A Technical appendix

1.1 A.1 Unconstrained model

We assume the error terms ϵ ij of the utility function to be i.i.d. according to an EV-I distribution. Then, the probability that alternative k is chosen by household i is given by McFadden (1974):

$$P_{ik}=\Pr (V_{ik}\geq V_{ij},\forall j=0,...,J)=\frac{\exp U(Lf_{ik}, C_{ik},Z_{i})}{\sum_{j=0}^{J}\exp U(Lf_{ij}, ,C_{ij},Z_{i})}.$$
(3)

Further, we model the utility function in a quadratic specification as in Blundell et al. (2000). Preferences for income and leisure coefficients vary conditional on age, number and age of children, and region of residence. We follow van Soest (1995) and introduce dummy variables for the part-time categories in order to capture specific (dis)utility from working part-time. In the estimation, we do not consider potential effects of unobserved heterogeneity, which implies that the IIA property holds. However, Haan (2006) has shown that labor supply elasticities estimated on the same data as in the present study do not differ significantly when unobserved heterogeneity is introduced.

1.2 A.2 Constrained model

Denoting d as the desired hours and p as a dummy representing nonrationing, we can summarize the situation of a single individual with three possible states,Footnote 15 to be voluntarily inactive, to be rationed, and to participate without being rationed. In the present set-up, these probabilities are written as follows:Footnote 16

$$P_{i0}^{VOL} =\Pr (d_{i}=0)=\frac{\exp U(L_{i0},C_{i0},Z_{i})}{ \sum_{j=0}^{J}\exp U(Li_{j},C_{ij},Z_{i})},$$
(4)
$$P_{ik}^{INVOL} =\Pr (d_{i}=k, \forall k>0, p_{i}=0)= \frac{\exp U(L_{ik},C_{ik},Z_{i})}{\sum_{j=0}^{J}\exp U(L_{ij},C_{ij},Z_{i})}[\Phi (\beta X_{i})],$$
(5)
$$P_{ik}^{EMP}= \Pr (d_{i}=k, \forall k>0, p_{i}=1)= \frac{\exp U(L_{ik},C_{ik},Z_{i})}{\sum_{j=0}^{J}\exp U(L_{ij},C_{ij},Z_{i})}[1-\Phi (\beta X_{i})].$$
(6)

As in Duncan and MacCrae (1999), we assume that the error terms of the labor supply model and the probability of rationing are independent, which allows us to estimate the unemployment risk separately.

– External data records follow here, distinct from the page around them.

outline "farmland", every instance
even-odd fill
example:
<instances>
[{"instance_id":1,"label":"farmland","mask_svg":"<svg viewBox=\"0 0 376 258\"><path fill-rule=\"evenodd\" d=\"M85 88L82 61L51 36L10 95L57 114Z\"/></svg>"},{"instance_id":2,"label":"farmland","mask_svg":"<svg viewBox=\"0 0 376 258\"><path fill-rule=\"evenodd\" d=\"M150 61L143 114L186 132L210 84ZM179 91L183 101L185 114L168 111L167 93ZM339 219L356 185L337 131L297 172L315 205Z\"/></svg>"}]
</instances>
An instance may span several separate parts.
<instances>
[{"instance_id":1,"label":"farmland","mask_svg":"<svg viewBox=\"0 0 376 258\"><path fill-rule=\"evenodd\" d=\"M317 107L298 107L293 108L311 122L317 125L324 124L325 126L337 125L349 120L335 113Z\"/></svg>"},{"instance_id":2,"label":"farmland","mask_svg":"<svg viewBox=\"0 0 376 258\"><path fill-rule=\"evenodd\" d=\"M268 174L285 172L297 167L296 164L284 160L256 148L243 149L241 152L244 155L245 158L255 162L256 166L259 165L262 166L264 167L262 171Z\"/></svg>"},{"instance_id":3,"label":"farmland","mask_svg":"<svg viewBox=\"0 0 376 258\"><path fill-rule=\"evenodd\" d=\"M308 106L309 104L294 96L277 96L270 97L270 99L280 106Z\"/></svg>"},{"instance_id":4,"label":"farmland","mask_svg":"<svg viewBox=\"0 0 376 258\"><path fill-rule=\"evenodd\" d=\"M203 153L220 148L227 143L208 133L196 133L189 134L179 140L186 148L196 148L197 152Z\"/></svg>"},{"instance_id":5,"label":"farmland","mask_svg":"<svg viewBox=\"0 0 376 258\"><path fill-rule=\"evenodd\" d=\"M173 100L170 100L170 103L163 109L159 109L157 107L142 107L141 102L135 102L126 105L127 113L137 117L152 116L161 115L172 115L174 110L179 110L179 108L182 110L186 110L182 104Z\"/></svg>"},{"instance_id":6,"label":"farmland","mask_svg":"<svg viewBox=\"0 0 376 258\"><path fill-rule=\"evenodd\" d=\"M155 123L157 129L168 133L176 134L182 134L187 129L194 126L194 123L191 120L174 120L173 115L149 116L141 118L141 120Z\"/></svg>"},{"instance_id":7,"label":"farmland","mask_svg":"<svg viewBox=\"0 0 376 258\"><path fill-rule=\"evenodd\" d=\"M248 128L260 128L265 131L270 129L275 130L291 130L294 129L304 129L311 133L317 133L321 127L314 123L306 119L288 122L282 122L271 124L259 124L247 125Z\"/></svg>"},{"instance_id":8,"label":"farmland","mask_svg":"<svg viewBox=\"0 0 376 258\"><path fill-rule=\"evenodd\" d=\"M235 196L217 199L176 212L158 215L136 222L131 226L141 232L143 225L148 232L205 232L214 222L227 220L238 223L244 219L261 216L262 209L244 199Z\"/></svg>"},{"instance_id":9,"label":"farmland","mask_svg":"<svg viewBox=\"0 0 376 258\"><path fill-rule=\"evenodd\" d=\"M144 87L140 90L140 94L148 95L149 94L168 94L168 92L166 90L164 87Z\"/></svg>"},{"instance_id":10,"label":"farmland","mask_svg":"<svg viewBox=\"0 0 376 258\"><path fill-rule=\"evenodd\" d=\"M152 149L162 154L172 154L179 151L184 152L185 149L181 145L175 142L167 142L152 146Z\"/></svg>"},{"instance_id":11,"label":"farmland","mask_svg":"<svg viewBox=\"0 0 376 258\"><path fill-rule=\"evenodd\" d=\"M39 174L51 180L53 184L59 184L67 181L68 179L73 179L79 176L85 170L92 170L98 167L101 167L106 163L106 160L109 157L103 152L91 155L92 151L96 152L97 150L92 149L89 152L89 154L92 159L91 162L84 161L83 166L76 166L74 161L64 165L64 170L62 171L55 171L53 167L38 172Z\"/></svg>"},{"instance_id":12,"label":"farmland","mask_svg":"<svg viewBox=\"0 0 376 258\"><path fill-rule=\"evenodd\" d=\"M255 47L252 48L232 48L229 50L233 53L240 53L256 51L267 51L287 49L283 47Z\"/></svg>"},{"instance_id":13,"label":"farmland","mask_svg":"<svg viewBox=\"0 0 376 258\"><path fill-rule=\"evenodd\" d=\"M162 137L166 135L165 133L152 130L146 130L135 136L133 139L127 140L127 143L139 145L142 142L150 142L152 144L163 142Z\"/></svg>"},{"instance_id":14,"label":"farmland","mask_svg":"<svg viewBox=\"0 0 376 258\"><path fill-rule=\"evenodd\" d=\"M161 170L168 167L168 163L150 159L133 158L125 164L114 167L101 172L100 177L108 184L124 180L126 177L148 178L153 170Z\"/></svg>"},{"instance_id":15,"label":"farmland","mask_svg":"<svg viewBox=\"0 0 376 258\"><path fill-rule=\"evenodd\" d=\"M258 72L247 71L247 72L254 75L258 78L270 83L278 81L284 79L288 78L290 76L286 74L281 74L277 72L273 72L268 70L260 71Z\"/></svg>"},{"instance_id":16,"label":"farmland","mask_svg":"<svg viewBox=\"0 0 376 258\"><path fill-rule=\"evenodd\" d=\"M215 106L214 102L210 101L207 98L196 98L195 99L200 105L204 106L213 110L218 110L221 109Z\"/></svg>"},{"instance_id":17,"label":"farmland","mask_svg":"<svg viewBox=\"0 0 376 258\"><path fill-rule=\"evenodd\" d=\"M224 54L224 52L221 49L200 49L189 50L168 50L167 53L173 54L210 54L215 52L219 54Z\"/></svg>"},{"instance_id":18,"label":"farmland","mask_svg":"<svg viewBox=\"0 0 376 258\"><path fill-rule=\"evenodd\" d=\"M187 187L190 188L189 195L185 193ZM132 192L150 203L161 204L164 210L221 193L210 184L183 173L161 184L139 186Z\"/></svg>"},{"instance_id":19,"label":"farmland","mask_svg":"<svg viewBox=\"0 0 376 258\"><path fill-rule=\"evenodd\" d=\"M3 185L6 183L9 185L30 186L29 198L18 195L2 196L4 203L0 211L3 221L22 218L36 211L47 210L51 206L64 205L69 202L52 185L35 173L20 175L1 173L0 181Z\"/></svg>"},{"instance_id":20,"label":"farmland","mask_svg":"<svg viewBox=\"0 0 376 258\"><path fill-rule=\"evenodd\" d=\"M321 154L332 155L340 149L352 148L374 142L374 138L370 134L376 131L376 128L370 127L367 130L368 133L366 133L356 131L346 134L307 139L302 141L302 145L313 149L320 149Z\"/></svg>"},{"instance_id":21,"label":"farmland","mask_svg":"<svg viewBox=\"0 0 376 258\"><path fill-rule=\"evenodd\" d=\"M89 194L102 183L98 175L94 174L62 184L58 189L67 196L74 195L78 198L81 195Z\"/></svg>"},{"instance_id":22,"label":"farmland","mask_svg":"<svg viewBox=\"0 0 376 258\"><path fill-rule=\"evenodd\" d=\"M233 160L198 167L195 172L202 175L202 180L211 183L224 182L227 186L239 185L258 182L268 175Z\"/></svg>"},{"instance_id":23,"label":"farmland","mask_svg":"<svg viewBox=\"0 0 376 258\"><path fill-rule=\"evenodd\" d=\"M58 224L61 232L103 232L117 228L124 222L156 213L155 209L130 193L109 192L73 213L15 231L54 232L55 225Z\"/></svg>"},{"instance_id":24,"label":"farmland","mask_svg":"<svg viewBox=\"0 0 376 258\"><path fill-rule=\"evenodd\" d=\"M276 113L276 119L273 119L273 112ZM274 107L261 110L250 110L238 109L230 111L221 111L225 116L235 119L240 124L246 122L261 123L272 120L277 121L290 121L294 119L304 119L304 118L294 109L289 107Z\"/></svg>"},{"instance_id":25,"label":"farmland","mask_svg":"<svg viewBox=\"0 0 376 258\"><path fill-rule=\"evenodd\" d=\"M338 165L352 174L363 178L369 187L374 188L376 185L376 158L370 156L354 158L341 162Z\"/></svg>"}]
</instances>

A more general approach could make use of a simulated maximum likelihood to introduce a correlation between these two terms. The assumption of independent error terms implies, in particular, that, conditional on observed characteristics, having positive desired hours is independent on the risk of rationing. In this sense, our specification rules out discouragement effects, which are unobservable. Indeed, we mix those who are “voluntarily” inactive for two different reasons: either due to high fixed cost of work (due to, e.g., childcare costs) or to high search costs (e.g., due to rationing). As mentioned above, the individual unemployment risk is conditioned on the individual employment history and, hence, partly accounts for discouragement effect related to the employment status over the last 3 years (yet the initial state is assumed random). To account for discouragement, this effect could be modeled explicitly (structurally) by introducing job search cost that would increase with the risk of unemployment (cf. Duncan and MacCrae 1999). The sample log-likelihood to be maximized can be derived by summing individuals’ probabilities for their working state, using Eq. 3 for the unconstrained model or Eqs. 46 for the constrained model.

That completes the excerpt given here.